Research commissioned by BT and the SMSF Association found that 78% of advisers thought diversification was the top priority for SMSFs when selecting investments. 48% chose capital growth, 45% capital preservation, 42% liquidity and 41% product costs.
Almost all advisers surveyed – 97% – agreed that it was important that their SMSF clients have well diversified portfolios, but not all SMSFs are achieving this goal.
The same research paper found that 73% of advisers believe their SMSF clients had well diversified portfolios. This may be because advisers find it harder to diversify SMSF portfolios, with 62% of advisers saying they found it difficult.
BT’s Head of Adviser Distribution Jo Moxey said this could be a result of direct property investments in SMSFs.
The research found 89% of advisers consider a portfolio of managed funds, direct shares and property to be diversified.

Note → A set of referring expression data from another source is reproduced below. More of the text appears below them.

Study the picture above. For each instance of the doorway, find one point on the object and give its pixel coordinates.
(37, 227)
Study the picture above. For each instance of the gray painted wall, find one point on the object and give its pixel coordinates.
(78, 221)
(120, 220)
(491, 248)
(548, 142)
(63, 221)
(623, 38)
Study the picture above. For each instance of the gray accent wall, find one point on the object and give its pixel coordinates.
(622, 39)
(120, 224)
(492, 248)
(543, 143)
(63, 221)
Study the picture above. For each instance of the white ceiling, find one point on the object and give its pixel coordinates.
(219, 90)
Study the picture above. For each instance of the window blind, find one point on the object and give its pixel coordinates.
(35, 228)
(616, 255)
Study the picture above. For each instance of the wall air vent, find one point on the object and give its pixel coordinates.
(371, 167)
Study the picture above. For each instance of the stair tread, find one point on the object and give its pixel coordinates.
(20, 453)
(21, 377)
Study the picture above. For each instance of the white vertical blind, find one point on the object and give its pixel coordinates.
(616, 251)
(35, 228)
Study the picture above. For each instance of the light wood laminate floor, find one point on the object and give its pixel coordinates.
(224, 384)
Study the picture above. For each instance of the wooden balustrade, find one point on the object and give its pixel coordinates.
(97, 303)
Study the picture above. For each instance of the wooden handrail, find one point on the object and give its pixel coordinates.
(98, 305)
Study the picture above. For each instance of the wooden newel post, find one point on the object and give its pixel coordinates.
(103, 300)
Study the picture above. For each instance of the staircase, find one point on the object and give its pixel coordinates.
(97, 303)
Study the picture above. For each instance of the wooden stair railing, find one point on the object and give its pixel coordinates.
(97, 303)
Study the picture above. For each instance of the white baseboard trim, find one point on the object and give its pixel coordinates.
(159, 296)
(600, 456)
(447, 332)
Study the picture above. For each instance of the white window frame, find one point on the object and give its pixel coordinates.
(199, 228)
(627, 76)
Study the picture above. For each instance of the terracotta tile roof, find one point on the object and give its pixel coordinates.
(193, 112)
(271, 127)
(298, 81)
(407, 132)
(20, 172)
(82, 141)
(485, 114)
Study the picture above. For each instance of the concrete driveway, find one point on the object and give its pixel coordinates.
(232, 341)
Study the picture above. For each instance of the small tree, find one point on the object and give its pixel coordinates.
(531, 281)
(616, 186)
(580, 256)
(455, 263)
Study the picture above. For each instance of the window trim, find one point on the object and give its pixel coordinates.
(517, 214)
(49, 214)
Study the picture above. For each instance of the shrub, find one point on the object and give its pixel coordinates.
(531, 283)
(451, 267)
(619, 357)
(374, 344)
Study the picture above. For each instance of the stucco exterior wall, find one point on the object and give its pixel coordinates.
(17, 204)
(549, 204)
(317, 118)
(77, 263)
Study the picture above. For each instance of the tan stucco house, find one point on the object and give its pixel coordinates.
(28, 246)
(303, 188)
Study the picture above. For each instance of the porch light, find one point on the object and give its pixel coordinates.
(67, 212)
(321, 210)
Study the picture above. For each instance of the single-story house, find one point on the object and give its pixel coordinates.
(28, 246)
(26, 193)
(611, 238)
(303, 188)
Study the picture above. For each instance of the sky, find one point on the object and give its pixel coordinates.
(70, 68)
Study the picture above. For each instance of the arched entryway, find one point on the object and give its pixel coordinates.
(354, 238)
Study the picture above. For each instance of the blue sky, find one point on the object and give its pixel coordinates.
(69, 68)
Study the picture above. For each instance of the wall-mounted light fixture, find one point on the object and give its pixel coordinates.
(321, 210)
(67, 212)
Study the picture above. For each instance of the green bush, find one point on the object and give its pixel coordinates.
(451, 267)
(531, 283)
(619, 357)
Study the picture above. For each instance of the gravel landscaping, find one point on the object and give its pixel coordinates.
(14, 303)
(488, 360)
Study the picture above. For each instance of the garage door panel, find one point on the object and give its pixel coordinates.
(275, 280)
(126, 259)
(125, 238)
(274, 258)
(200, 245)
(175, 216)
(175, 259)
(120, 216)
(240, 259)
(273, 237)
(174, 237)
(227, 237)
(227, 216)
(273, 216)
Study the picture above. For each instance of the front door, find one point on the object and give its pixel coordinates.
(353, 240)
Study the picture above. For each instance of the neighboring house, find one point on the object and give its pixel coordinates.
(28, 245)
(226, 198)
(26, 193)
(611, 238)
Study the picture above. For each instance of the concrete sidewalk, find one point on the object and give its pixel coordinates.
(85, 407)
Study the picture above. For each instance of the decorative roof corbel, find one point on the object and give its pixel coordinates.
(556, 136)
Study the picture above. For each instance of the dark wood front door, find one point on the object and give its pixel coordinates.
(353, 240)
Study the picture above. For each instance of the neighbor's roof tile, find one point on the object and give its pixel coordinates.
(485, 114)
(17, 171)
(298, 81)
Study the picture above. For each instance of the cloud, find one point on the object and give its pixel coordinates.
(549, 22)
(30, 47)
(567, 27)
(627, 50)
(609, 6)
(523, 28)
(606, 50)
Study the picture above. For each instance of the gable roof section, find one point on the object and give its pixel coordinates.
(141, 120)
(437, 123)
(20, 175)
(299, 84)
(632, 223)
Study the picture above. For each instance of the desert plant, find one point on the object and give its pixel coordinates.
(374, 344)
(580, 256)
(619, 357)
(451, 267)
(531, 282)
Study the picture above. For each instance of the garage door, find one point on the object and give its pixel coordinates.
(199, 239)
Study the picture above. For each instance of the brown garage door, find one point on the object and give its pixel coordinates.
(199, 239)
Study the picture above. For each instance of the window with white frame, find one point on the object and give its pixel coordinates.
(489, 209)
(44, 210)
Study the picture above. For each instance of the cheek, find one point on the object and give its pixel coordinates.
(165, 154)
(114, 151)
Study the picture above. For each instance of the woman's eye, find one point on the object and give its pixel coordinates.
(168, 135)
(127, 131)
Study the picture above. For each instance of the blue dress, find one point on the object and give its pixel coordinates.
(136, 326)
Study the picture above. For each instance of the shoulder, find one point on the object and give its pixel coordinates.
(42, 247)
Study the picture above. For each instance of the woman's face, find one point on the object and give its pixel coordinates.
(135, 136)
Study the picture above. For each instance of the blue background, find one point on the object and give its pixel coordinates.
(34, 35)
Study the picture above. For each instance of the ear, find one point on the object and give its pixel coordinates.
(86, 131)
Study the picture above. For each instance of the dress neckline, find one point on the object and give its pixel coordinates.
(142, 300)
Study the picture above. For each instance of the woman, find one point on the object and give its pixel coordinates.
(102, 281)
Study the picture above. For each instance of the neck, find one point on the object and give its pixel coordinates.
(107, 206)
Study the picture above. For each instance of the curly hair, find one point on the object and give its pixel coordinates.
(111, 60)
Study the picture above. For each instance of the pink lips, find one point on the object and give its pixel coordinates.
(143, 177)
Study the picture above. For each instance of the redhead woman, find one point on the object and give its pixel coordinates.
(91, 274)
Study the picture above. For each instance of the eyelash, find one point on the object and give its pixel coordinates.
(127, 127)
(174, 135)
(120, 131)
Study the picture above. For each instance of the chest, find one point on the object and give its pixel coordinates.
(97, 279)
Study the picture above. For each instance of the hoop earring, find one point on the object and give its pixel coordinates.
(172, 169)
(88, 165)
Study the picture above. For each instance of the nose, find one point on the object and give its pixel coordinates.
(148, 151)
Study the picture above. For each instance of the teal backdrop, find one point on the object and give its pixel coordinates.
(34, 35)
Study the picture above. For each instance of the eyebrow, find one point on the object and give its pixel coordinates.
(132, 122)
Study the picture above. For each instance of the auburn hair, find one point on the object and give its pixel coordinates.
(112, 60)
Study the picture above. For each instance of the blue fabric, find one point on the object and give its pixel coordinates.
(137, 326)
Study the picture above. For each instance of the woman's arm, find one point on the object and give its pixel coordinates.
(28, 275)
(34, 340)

64% of advisers said a portfolio of 30 individual direct shares may not have enough diversification. 47% of advisers said a portfolio of Exchange Traded Funds (ETFs) is sufficiently diversified. 87% believe having investments across four or more assets classes to be ideal.
“Diversification can be achieved in a variety of ways, but having access to a broad range of investment options is vital,” said Ms Moxey.
The BT/Investment Trends SMSF Planner Research Paper is based on a short quantitative online survey of financial planners between February and March 2018, with 163 responses. The research was conducted by Investment Trends and commissioned by BT Financial Group and the SMSF Association, as part of a four year partnership.